Google’s Project Zero security team has an impressive track record when it comes to chasing down and addressing the most critical security flaws found. They’re tireless in their work, which has saved untold billions of dollars and hampered the efforts of hackers all over the world.
The team has gathered some rather shocking statistics, however, including this eye-opener:
Based on their research, fully one fourth of the Zero-day exploits being discovered in use in the wild could have been avoided entirely if vendors and IT admins had properly patched their products.

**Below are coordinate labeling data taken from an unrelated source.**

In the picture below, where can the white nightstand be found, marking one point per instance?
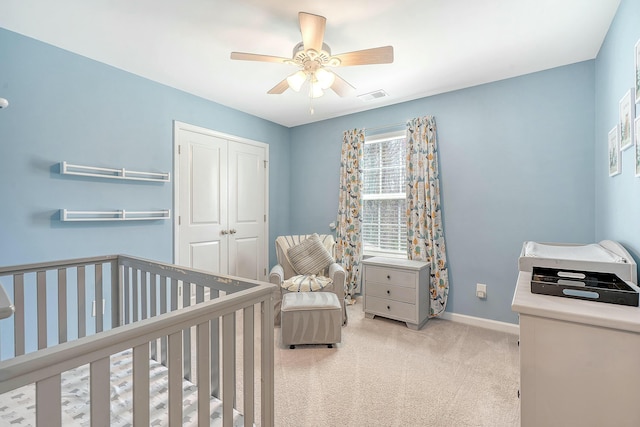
(397, 289)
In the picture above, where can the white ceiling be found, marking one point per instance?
(440, 45)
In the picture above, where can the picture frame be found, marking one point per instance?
(637, 73)
(626, 121)
(615, 159)
(636, 134)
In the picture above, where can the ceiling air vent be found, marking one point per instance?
(373, 95)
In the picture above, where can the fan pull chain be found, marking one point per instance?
(311, 111)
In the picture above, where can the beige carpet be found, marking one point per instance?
(384, 374)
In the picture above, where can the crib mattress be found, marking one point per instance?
(17, 407)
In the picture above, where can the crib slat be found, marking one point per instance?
(18, 314)
(82, 312)
(143, 294)
(163, 309)
(153, 282)
(141, 385)
(228, 369)
(248, 361)
(174, 294)
(62, 305)
(127, 298)
(186, 333)
(49, 402)
(99, 298)
(266, 363)
(202, 361)
(99, 392)
(115, 295)
(215, 350)
(42, 308)
(175, 379)
(134, 292)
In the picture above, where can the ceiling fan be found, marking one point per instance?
(312, 56)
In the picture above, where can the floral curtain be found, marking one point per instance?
(425, 234)
(349, 224)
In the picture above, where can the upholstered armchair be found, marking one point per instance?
(285, 271)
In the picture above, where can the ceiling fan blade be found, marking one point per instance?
(376, 55)
(255, 57)
(279, 88)
(312, 30)
(341, 87)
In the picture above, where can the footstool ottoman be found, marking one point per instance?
(311, 318)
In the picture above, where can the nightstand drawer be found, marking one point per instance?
(392, 292)
(390, 276)
(393, 309)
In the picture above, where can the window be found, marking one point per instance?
(384, 226)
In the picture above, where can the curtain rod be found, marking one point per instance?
(393, 125)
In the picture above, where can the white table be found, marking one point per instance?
(397, 289)
(579, 360)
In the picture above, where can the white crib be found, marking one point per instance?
(168, 345)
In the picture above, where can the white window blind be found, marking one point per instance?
(384, 227)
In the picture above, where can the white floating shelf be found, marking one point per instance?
(114, 215)
(69, 169)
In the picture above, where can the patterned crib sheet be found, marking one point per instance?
(17, 407)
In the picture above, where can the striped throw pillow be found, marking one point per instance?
(306, 283)
(309, 256)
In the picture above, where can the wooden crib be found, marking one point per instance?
(118, 340)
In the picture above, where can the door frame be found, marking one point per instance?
(178, 126)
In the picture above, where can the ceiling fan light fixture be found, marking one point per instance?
(296, 80)
(315, 91)
(324, 78)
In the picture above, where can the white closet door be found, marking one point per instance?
(247, 179)
(221, 203)
(203, 201)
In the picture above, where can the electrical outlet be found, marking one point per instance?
(481, 290)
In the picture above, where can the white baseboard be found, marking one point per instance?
(509, 328)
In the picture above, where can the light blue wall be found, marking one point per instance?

Over the course of 2020, the team detected a total of 24 zero-day exploits. Six of these were variations on a theme; vulnerabilities disclosed in prior years, where hackers had access to older bug reports and had plenty of time to study older issues, making a few simple tweaks and winding up with a brand new zero-day exploit.
For instance, CVE-2020-0674, which is a Zero-Day Internet Explorer flaw is a variant that combines elements of CVE-2018-8653, CVE-2019-1367, and CVE-20191429.
In a similar vein, the devastating Google Chrome flaw tracked as CVE-2020-6572 is a variant that combines elements of CVE-2019-5870 and CVE-2019-13695. The Apple Safari zero-day issue tracked as CVE-2020-27930 is virtually identical to the one discovered back in 2015 and tracked as CVE-2015-0093.
On the one hand, this news is rather depressing as it seems that many in the IT security profession seem to be making things harder on themselves than they need to be. On the other hand, as Maddie Stone, a member of the Project Zero team observed, these kinds of insights are the exact reason the team was formed to begin with.
By studiously identifying and shutting down the most glaring and serious flaws and gathering statistics and data on them, the hope is to make them increasingly harder for hackers around the world to take advantage of in years to come. So far, that approach seems to be working. Kudos to Google and the Zero Day team.